Cattle futures were mixed, with higher wholesale prices and expectations of tight cattle supplies this fall giving market support, traders said.

China has opened an anti-dumping investigation into imported pork and its by-products from the European Union, a step that appears mainly aimed at Spain, the Netherlands and Denmark, in response to curbs on its electric vehicle exports.

The investigation announced by China's commerce ministry on Monday will focus on pork intended for human consumption, such as fresh, cold and frozen whole cuts, as well as pig intestines, bladders and stomachs. The probe will begin on June 17.

All of this comes as China continues to cull its sow herd, said Karl Setzer, partner at Consus Ag.

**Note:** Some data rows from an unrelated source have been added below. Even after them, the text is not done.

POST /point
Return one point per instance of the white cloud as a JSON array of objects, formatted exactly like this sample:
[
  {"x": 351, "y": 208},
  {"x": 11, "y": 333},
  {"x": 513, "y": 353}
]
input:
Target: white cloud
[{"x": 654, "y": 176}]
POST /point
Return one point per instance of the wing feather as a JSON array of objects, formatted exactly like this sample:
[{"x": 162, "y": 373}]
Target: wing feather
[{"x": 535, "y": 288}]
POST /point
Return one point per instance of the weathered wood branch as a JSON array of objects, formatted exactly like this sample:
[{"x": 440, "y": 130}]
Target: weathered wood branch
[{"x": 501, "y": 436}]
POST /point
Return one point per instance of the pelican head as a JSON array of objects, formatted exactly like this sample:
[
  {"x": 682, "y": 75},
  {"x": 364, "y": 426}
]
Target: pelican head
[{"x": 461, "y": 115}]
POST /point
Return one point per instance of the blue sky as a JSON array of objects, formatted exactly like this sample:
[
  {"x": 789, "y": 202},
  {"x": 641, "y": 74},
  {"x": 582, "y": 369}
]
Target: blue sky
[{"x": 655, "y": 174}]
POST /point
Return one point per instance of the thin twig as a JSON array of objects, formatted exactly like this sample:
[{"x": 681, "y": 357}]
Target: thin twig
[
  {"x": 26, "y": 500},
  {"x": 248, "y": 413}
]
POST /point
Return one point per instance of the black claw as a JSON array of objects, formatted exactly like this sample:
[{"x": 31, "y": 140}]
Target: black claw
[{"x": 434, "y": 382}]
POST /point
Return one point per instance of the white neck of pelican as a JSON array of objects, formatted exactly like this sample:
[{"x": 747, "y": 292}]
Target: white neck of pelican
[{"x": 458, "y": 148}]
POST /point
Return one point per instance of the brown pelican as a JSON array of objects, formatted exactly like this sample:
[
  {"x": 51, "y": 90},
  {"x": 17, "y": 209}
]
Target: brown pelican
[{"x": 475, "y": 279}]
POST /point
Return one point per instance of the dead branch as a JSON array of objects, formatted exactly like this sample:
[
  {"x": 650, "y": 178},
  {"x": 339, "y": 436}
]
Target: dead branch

And US pork exports into China continue to face retaliatory duties of 25% in response to Section 232 steel and aluminum tariffs that were put into place in the US-China trade war during the Trump Administration.

"The simple fact is that a lot of traders have been looking for any sort of bottom in this hog market, and this served as one," said Rich Nelson, chief strategist at Allendale Inc.

Meanwhile, wholesale prices for US pork eased. The US Department of Agriculture on Monday morning priced the pork carcass cutout at $98.38 per hundredweight (cwt), down $2.97 from Friday. Pork bellies, loin, butt and rib prices also were lower.

CME July hogs closed 1.725 cents higher at 95.375 cents per pound. Earlier in the session, the contract rose to 95.825 cents per pound, the highest since June 17.

CME August live cattle settled 0.375 cent lower at 182.800 cents per pound. CME August feeder cattle ended down 0.650 cents to end at 261.325 cents per pound.